= Torolf Juell =

Norwegian military officer and judge

Torolf Juell (4 November 1897 – 16 September 1983) was a Norwegian military officer and judge.

He was born in Arendal as a son of Christian Fredrik Iuell (1858–1922) and Mathilde Fredrikke Augusta Hoyer. He was a brother of prison director Niels Iuell and diplomat Harald Juell. In 1935 he married Maria Cecilia Monrad-Krohn, a daughter of medicine professor Georg Monrad-Krohn and older sister of Lars Monrad-Krohn.

Juell finished secondary education in 1916 and graduated from officer school in 1917. He entered law studies and graduated from the Royal Frederick University with the cand.jur. degree in 1922, and after being a deputy judge in Nord-Gudbrandsdal District Court from 1922 to 1923 and junior attorney in Elverum from 1924 to 1925, he studied to become an average adjuster.

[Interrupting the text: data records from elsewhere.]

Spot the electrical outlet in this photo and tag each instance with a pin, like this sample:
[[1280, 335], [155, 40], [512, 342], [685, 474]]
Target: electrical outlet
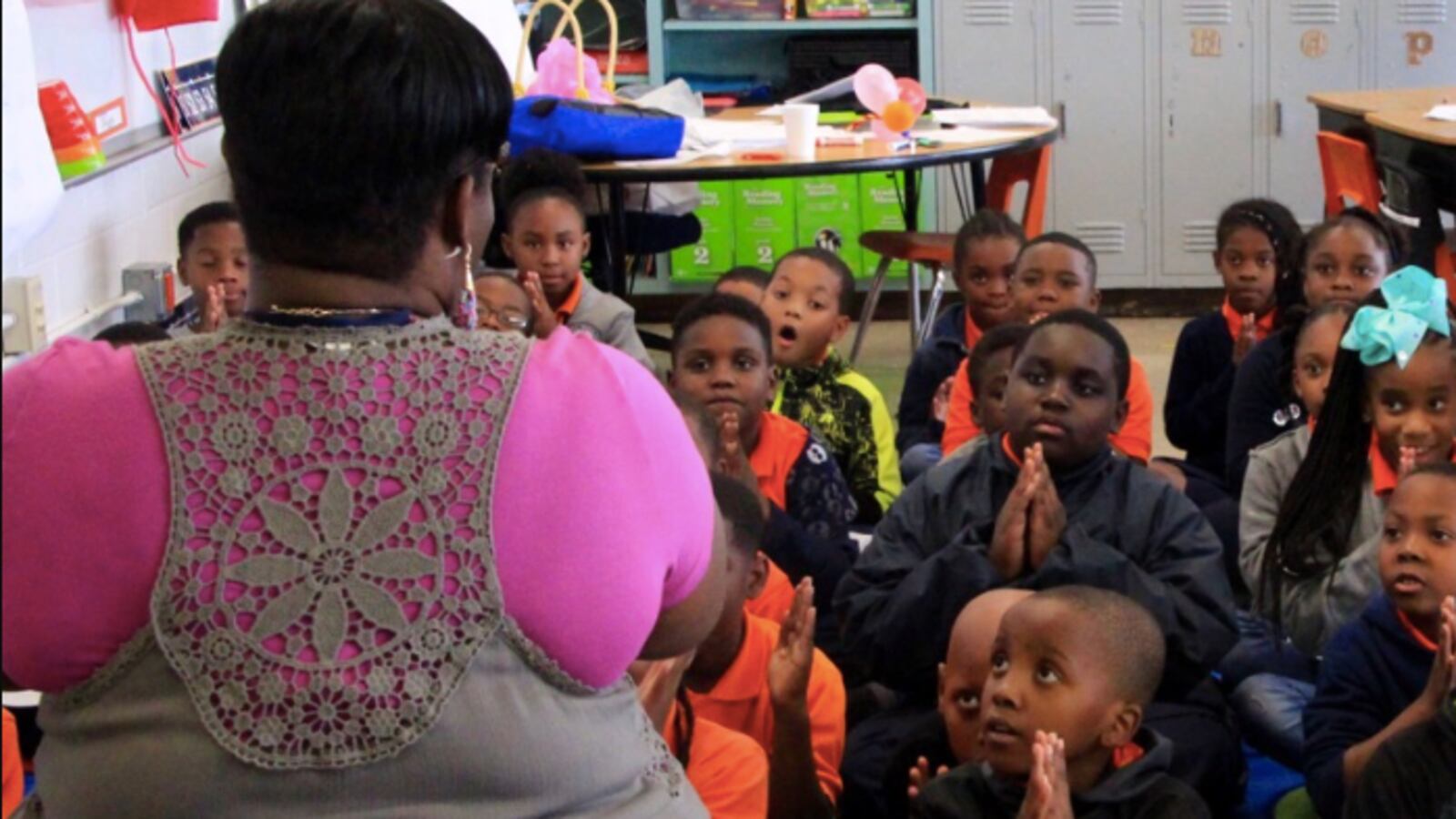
[[152, 280], [22, 299]]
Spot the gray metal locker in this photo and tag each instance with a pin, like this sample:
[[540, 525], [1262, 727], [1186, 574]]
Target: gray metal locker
[[989, 50], [1314, 46], [1416, 43], [1208, 128], [1101, 91]]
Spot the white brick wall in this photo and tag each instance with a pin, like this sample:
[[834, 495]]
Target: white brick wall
[[114, 220]]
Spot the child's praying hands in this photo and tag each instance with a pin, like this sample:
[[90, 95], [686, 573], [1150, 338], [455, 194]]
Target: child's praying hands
[[921, 774], [1047, 792], [1048, 518], [1247, 339], [546, 322]]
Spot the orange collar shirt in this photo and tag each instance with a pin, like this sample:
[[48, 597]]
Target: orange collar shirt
[[742, 702]]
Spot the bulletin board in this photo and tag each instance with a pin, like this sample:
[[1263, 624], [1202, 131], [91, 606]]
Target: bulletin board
[[85, 44]]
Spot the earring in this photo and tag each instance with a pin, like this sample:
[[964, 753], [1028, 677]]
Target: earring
[[465, 315]]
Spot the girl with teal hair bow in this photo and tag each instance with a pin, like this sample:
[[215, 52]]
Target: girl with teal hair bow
[[1390, 405]]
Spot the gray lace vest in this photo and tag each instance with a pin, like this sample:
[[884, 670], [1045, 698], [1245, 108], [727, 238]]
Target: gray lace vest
[[327, 629]]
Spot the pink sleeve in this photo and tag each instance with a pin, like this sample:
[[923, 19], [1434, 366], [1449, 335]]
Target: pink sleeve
[[602, 506], [86, 508]]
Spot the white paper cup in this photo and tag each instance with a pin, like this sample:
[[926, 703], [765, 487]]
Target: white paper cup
[[801, 123]]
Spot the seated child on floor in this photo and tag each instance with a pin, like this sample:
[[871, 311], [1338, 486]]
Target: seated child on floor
[[808, 305], [213, 263], [1257, 244], [989, 370], [1269, 676], [1394, 666], [1340, 259], [1390, 399], [128, 334], [951, 734], [1412, 773], [1062, 717], [545, 234], [985, 263], [721, 358], [768, 681], [1055, 273], [1047, 504], [746, 281], [728, 770], [502, 305]]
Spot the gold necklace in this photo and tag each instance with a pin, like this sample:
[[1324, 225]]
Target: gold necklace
[[327, 312]]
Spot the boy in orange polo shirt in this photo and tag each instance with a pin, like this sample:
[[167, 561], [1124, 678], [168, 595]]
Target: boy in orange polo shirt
[[1055, 273], [772, 683], [14, 785], [723, 359]]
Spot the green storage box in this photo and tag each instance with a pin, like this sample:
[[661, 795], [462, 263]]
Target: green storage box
[[713, 254], [763, 220], [829, 216], [880, 210]]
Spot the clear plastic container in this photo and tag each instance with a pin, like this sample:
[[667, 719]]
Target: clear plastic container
[[732, 9]]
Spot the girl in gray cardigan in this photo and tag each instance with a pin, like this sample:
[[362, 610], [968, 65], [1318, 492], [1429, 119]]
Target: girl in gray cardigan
[[545, 234], [1314, 499]]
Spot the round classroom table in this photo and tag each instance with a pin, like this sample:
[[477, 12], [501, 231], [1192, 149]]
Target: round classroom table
[[870, 157]]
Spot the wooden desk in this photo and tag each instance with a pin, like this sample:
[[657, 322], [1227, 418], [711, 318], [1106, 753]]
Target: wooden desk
[[1344, 111], [1412, 124], [870, 157]]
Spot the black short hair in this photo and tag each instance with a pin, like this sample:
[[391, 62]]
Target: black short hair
[[754, 276], [541, 174], [740, 508], [1067, 241], [986, 223], [995, 339], [836, 266], [200, 217], [502, 276], [127, 334], [721, 305], [1385, 238], [1097, 325], [347, 123], [1130, 640]]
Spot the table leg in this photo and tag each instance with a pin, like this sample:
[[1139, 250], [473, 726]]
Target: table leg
[[977, 184], [618, 239], [912, 216]]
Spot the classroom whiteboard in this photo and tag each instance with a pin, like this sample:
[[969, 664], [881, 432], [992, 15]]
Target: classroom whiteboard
[[85, 44]]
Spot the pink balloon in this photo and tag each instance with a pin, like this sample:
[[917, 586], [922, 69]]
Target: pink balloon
[[883, 131], [912, 92], [875, 86]]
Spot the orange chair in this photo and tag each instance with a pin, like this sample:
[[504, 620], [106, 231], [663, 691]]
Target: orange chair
[[936, 251], [1349, 169]]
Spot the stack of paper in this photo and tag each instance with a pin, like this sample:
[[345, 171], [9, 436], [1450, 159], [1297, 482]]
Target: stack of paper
[[1443, 113], [996, 116]]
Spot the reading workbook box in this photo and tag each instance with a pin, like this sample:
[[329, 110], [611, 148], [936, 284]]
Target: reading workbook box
[[763, 220], [829, 216]]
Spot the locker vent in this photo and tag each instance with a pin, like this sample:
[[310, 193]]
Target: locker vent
[[987, 12], [1421, 12], [1200, 237], [1314, 12], [1208, 12], [1097, 12], [1103, 237]]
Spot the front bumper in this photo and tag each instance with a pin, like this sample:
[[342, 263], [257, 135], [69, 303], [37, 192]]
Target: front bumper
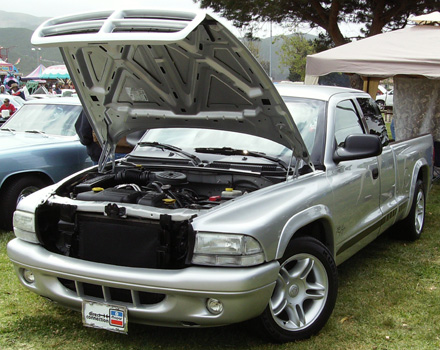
[[244, 292]]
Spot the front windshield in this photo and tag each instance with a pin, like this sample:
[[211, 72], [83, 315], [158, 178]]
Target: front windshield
[[305, 112], [189, 139], [51, 119]]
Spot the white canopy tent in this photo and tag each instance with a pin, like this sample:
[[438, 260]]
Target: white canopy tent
[[410, 51], [410, 55]]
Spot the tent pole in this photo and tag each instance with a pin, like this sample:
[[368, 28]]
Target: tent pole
[[371, 85]]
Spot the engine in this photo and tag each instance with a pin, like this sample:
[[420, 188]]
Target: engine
[[165, 188]]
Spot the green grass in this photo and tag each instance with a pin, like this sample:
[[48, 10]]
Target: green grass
[[389, 298]]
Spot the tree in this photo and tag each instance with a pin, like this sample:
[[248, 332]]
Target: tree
[[253, 44], [375, 15], [294, 51]]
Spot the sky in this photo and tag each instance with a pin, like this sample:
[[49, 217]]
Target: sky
[[55, 8]]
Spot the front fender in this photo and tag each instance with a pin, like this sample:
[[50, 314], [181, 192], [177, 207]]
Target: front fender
[[302, 219]]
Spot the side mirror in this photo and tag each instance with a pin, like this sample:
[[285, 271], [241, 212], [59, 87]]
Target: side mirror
[[358, 147]]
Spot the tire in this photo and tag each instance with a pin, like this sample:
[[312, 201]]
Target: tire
[[380, 104], [15, 191], [411, 227], [305, 292]]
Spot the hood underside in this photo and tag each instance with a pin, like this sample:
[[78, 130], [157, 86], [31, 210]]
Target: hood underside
[[143, 69]]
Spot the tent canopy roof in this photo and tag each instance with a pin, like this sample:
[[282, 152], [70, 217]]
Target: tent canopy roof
[[409, 51]]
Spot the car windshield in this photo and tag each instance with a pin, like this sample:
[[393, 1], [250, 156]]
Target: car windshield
[[304, 111], [45, 118]]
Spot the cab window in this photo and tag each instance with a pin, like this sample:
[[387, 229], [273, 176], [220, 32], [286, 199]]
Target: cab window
[[347, 121]]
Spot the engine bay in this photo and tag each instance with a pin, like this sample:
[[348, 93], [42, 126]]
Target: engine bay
[[167, 187]]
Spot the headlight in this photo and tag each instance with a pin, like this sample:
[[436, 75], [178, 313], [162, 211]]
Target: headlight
[[218, 249], [24, 226]]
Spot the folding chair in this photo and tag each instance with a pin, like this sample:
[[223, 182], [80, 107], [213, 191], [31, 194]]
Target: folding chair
[[436, 170]]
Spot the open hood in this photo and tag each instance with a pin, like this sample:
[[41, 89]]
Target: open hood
[[144, 69]]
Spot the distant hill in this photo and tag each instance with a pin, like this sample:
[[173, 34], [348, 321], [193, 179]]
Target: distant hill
[[20, 20], [17, 37], [16, 30]]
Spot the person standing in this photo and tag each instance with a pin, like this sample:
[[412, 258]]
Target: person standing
[[7, 106], [15, 91]]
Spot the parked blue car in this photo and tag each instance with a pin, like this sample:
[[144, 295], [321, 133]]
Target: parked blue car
[[38, 147]]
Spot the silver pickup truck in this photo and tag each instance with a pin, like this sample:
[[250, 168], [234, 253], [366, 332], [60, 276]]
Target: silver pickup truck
[[238, 202]]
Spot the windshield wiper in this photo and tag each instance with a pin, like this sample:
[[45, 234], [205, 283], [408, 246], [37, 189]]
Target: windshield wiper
[[240, 152], [12, 131], [37, 132], [195, 160]]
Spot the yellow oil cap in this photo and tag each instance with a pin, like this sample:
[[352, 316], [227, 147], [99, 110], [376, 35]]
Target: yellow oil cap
[[169, 200], [97, 189]]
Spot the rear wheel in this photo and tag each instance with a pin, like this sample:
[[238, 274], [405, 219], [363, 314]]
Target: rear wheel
[[15, 191], [305, 292]]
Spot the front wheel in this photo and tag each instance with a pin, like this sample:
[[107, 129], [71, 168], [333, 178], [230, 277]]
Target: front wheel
[[411, 227], [305, 292]]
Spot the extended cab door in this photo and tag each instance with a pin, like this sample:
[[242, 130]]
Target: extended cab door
[[387, 168], [355, 185]]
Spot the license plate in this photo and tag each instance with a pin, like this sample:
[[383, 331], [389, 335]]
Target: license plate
[[105, 316]]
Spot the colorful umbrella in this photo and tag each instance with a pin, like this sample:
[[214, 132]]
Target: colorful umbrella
[[5, 67], [35, 74], [55, 72]]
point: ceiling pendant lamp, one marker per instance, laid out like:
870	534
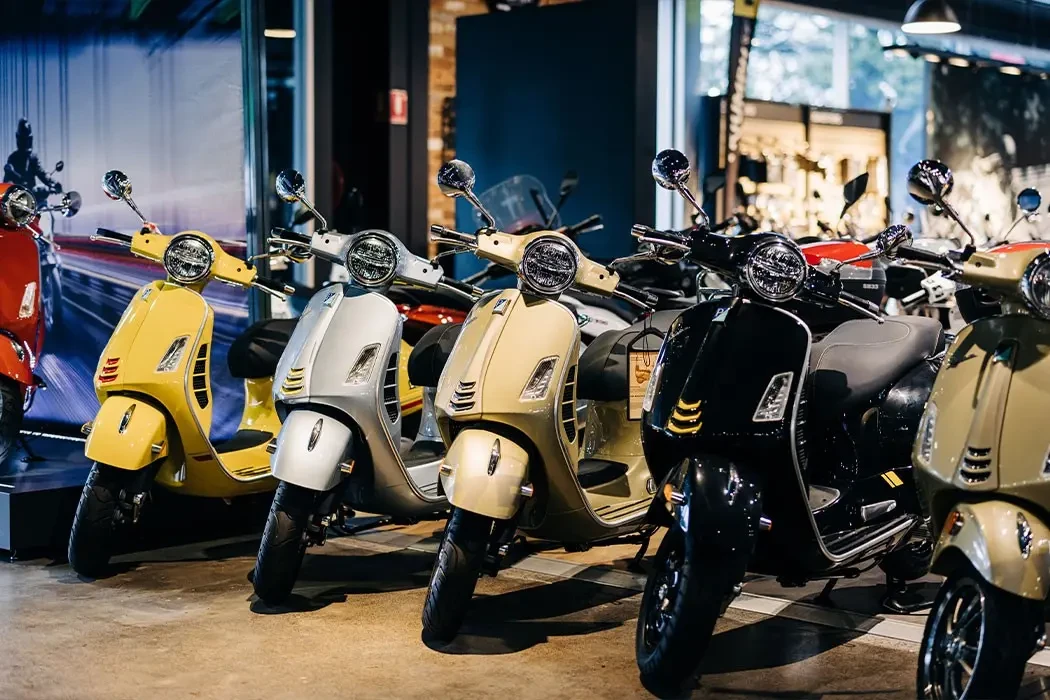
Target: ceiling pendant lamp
930	17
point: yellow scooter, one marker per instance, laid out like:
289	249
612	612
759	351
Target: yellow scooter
153	383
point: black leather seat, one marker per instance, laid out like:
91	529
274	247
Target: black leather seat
255	352
859	359
431	354
603	366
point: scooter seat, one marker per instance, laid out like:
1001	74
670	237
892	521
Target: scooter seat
603	365
254	354
859	359
431	354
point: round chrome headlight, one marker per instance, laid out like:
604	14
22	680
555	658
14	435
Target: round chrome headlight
372	259
1035	285
18	206
776	270
188	258
548	266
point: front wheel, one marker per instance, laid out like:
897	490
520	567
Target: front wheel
284	543
455	575
12	408
978	639
98	514
686	593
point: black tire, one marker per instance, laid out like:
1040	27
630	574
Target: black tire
12	406
93	527
455	575
685	595
994	639
284	543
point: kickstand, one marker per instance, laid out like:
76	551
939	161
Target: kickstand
635	563
29	454
899	599
824	597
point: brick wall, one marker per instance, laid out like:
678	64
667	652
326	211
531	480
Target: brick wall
442	88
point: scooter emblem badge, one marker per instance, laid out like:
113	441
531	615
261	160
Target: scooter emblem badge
494	458
314	435
127	419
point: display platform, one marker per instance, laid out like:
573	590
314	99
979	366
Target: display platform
39	485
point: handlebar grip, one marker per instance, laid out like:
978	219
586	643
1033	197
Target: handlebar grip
110	235
919	255
288	234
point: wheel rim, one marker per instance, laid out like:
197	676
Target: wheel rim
659	607
956	642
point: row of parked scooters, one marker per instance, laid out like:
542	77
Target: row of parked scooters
768	435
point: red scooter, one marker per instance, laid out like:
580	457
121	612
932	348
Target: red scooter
21	318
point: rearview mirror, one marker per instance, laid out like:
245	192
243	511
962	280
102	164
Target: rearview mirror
456	179
290	185
117	186
930	182
71	204
893	238
671	171
1029	199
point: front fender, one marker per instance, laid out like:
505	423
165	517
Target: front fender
127	433
310	448
988	538
720	507
15	363
483	472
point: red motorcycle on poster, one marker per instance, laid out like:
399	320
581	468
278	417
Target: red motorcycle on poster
22	319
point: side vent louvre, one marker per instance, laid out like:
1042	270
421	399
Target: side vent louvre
201	377
569	404
390	389
800	420
463	397
977	465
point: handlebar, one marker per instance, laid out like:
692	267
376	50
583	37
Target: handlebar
632	295
924	257
273	287
111	236
288	234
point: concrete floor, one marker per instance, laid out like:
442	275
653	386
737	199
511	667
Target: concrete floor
182	622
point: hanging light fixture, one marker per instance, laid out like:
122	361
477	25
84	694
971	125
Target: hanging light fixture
930	17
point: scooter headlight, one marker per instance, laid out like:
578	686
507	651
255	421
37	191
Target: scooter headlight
372	259
924	451
776	270
188	258
548	266
1035	285
18	206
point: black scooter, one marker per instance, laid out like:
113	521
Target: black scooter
776	451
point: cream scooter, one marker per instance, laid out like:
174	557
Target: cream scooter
506	407
337	387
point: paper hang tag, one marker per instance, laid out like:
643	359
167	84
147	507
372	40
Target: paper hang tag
639	369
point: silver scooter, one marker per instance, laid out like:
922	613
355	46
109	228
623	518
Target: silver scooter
340	389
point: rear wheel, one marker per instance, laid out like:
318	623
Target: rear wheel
685	595
455	575
12	406
98	514
978	639
284	543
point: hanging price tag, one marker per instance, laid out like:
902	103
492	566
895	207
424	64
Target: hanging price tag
639	369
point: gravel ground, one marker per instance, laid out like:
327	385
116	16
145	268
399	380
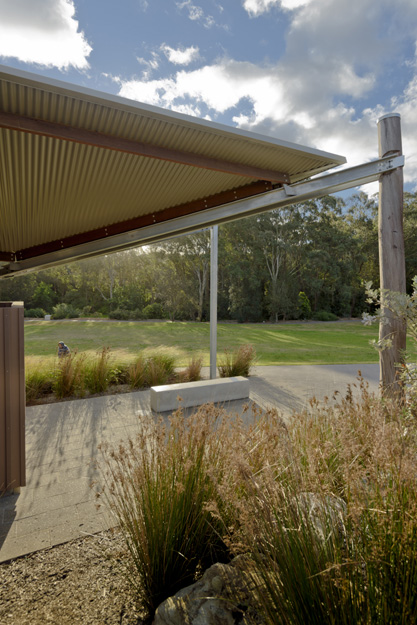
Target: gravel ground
78	583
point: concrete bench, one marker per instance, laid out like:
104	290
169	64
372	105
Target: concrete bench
165	397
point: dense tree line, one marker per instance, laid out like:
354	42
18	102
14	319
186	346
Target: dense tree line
285	264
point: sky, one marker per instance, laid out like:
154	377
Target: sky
315	72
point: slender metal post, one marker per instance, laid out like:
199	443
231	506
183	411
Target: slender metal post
391	250
214	235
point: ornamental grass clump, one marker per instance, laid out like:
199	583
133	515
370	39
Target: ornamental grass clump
162	489
332	524
151	371
38	377
99	372
160	369
193	371
69	376
237	362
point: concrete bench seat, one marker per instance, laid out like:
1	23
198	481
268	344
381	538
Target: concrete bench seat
165	397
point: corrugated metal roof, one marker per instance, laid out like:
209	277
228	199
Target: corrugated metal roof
72	163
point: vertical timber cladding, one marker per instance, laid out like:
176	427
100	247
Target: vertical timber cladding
12	397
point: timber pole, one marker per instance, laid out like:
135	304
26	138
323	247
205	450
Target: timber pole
214	235
391	252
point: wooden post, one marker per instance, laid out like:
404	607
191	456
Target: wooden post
391	251
12	398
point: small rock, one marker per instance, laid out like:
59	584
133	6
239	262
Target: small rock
223	596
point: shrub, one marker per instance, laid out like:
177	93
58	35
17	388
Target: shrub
324	315
153	311
37	313
121	314
304	305
237	362
65	311
162	490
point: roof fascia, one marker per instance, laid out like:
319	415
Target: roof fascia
285	196
109	142
139	108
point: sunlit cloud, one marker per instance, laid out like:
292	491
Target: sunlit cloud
44	32
180	56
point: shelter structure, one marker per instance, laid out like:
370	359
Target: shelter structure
84	173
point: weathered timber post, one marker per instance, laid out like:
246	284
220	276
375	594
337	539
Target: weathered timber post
391	251
12	398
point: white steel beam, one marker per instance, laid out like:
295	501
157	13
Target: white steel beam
283	196
214	245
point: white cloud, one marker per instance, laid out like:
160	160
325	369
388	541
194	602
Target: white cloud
258	7
180	56
196	13
44	32
150	64
336	56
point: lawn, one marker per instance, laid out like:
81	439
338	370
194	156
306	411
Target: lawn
276	344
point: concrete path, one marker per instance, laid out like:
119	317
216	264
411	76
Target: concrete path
58	502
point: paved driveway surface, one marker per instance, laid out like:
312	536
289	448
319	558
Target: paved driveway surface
58	503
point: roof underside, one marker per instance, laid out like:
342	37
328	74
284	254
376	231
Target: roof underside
78	166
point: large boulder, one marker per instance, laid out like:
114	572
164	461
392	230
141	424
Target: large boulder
223	596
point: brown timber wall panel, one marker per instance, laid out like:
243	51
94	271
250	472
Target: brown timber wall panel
12	398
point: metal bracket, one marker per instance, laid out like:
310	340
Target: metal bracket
289	190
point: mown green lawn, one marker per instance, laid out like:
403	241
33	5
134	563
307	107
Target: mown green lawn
281	344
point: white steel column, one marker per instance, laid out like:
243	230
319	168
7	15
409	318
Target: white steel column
214	236
391	250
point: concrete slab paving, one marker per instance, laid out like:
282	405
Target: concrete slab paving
59	501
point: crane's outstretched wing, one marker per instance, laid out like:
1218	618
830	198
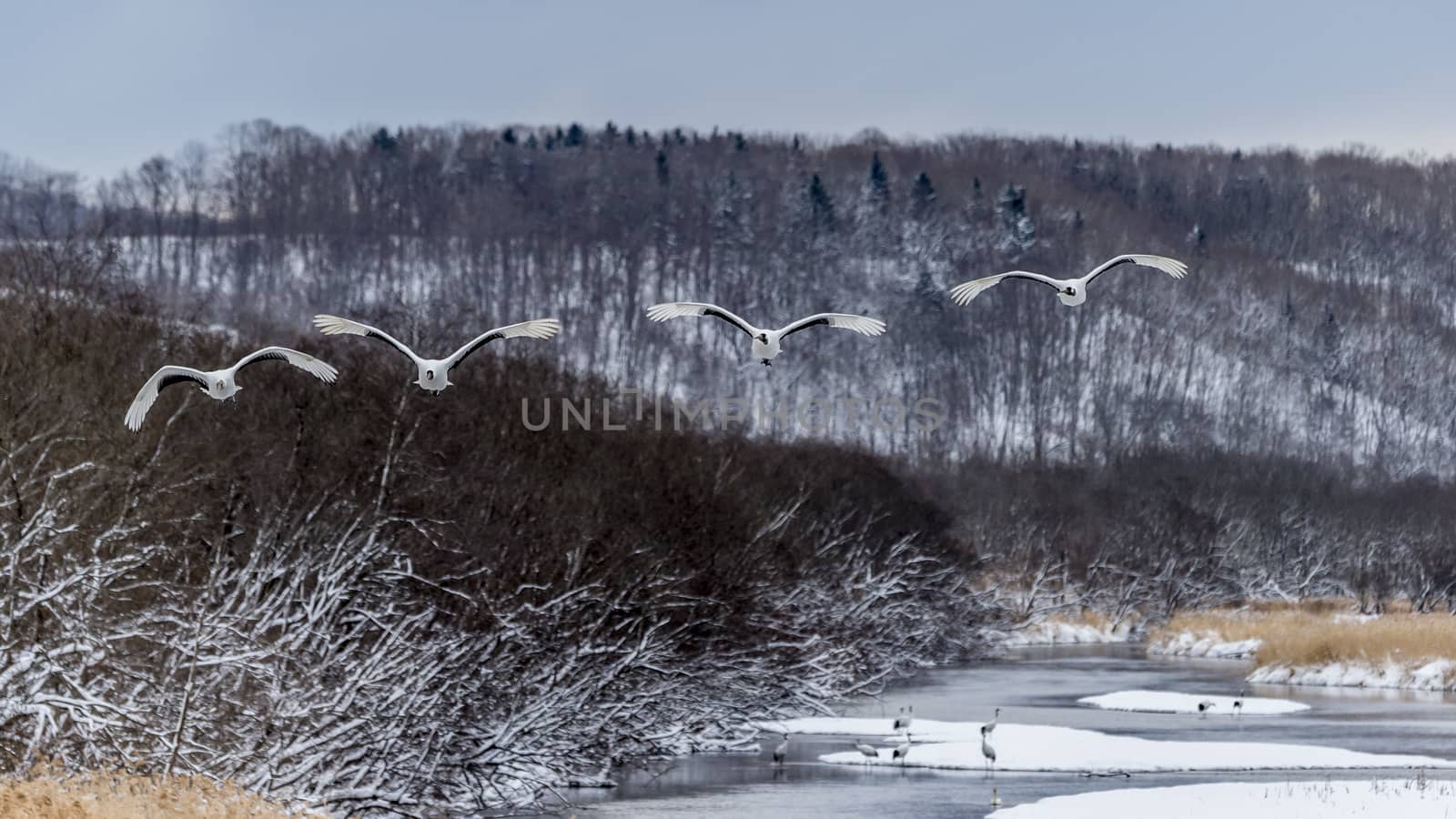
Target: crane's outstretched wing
159	380
674	309
1172	267
335	325
963	293
863	325
535	329
302	360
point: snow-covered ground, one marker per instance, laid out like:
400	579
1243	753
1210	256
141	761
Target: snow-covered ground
1409	799
1176	703
1062	632
1206	644
1052	748
1439	675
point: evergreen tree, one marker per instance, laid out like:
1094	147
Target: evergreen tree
878	186
1016	230
822	206
383	142
922	197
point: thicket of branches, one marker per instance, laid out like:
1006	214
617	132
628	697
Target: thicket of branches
400	603
405	603
1317	321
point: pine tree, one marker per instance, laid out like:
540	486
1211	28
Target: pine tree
922	197
878	186
383	142
822	207
1018	234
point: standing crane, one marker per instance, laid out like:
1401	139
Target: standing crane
987	751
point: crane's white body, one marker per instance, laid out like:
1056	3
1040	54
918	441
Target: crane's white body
218	385
1072	292
905	719
434	373
902	751
766	343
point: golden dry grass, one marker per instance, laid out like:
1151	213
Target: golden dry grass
1325	632
106	794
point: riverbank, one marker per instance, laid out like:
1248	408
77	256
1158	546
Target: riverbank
1322	644
1414	797
1085	629
118	794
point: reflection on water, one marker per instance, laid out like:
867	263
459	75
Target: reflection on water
1038	687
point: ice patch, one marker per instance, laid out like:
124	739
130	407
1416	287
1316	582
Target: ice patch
1060	749
1176	703
1409	799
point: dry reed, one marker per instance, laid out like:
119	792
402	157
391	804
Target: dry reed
118	794
1325	632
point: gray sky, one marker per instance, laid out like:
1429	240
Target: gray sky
99	86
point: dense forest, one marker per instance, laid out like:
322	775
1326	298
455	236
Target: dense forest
1317	321
398	603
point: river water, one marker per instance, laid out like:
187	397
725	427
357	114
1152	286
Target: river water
1036	687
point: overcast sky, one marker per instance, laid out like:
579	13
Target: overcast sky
99	86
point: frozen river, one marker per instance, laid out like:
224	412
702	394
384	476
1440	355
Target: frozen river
1037	687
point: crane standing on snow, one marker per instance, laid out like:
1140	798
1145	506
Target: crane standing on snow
987	751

From 1926 to 1930 he worked as a consultant for Tinfos. He was joined in that company by his brother Niels in 1929. Juell earned his barrister's license in 1930, gaining access to work with Supreme Court cases, and also studied in England and France to become a certified French translator. He worked in Oslo from 1933. He continued a military career on the side, and reached the rank of rittmester in 1939. He was also a deputy chairman of the nationwide Conscript Officers' Association.

Between 1943 and 1945 he was held as a prisoner-of-war by Nazi Germany. After his arrest on 16 August 1943, he was held in the camps Schildberg and then Luckenwalde until it was liberated. After the Second World War he was a judge in Oslo City Court from 1945 to 1967. He then worked various jobs; in the Ministry of Finance, Ministry of Industry and the Ministry of Foreign Affairs.